" As of v1.9, tokens containing only newlines (or only newlines and whitespace) are unselectable by default, so you can’t include them in spans you highlight. To disable this behavior, you can set "allow_newline_highlight": true in your prodigy.json ."
The actual behaviour is not what I'd expect. I noticed in one of my projects (labelled by someone else) that there were a bunch of labelled entities with newlines and whitespace at the end. I did some testing with a very simple example of text with two words separated by a combination of spaces an a newline. In the ner.manual view, the newline is correctly greyed out, and I can't select it on its own. I can, however, select an adjacent word along with the whitespace/newline, resulting in an entity span that ends with whitespace.

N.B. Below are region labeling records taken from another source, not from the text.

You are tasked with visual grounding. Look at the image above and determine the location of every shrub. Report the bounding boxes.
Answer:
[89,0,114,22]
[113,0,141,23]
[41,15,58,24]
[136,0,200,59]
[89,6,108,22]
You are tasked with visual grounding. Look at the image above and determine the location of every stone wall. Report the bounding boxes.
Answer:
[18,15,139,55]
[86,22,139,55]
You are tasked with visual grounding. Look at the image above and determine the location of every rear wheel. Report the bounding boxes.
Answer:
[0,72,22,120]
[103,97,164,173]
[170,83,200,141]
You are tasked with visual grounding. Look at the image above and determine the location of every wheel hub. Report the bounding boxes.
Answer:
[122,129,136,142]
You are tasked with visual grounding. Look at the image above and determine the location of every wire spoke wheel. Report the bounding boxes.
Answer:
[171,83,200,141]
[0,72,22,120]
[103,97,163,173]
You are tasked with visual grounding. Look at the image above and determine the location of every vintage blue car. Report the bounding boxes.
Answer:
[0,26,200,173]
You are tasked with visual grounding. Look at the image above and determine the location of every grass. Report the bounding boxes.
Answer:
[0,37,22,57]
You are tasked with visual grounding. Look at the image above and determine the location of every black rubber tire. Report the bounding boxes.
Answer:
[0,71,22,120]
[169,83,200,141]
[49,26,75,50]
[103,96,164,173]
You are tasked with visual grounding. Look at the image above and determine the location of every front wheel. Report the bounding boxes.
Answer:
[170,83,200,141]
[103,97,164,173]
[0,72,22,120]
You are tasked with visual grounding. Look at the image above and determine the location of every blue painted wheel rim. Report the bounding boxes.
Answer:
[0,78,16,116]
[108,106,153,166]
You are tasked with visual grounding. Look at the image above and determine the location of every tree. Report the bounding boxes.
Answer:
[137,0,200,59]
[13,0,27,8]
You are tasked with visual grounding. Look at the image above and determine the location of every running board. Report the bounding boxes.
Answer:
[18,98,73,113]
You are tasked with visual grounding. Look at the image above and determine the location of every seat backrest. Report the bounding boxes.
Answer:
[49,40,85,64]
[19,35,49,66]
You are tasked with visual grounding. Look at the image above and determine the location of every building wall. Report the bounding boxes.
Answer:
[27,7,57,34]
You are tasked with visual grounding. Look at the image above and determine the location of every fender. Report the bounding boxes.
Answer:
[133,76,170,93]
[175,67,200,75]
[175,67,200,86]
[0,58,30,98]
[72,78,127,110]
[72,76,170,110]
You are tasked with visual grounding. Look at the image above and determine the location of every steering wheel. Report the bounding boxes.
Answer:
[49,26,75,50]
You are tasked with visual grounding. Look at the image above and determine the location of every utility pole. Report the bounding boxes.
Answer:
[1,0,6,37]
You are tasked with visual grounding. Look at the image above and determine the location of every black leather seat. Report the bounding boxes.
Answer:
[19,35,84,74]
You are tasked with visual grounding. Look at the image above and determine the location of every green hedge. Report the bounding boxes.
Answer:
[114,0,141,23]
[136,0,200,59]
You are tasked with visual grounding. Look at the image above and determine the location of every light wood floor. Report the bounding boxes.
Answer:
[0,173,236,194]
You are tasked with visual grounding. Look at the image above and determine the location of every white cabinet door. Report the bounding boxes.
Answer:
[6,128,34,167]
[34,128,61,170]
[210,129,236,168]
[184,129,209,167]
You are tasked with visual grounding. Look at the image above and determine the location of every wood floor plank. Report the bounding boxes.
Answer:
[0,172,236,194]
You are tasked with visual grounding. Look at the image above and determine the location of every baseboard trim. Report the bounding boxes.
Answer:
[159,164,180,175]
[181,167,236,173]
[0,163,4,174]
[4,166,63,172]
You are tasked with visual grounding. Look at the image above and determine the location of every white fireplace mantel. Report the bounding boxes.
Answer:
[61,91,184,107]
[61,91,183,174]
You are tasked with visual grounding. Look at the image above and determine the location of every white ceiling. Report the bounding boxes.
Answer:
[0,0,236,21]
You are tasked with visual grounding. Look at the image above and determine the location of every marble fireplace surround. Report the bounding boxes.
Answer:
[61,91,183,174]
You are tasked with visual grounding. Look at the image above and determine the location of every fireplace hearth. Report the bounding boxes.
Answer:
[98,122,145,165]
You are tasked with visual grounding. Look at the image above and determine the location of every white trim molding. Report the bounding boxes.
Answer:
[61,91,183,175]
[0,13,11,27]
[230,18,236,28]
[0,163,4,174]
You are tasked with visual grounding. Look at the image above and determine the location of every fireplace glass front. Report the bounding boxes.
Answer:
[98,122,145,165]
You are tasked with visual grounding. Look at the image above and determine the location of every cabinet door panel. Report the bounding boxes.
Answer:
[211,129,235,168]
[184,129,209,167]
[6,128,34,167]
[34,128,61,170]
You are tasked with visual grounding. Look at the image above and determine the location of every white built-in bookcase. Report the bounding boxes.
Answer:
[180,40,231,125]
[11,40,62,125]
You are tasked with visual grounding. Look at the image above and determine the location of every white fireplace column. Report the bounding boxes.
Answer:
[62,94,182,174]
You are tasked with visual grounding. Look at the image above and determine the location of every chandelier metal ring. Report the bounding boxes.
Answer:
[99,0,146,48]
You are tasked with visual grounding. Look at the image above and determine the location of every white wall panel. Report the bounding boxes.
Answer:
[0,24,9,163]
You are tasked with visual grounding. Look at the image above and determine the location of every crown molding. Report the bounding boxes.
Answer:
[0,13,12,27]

My expectation for default behaviour is that selecting only whitespace, or an entity span beginning or ending with a whitespace token, should not be possible. Selecting an entity that spans a newline token should probably be possible, although it suggests poor formatting of the input text.
could you share the text example that you've used? I'd like to make sure I can reproduce what you experience locally but I wasn't on some texts that I generated.
and the command prodigy ner.manual test blank:en example.jsonl --label ENT with prodigy==1.11.10 and spacy==3.5.0. I am able to select "has \n " or " \n lots" as an entity.
In my initial setup, I've been using Prodigy v1.11.7 and spaCy v3.4.1.
When I run your example, this is what the interface looks like:
I'm unable to select the newline and it seems like everything is working as expected.
I then tried again with Prodigy v1.11.10 and spaCy v3.5 and got the same results.
This is making me wonder if there's perhaps a global ~/.prodigy/prodigy.json file around that might have the "allow_newline_highlight": true setting. Could you varify that?
If not, is there something "special" about how you're making your selection? What browser/operating system are you using?
I forgot to ping back, but this issue should have been solved in v1.12.0 as one of the many bugfixes. I figured I'd check, does this issue still persist?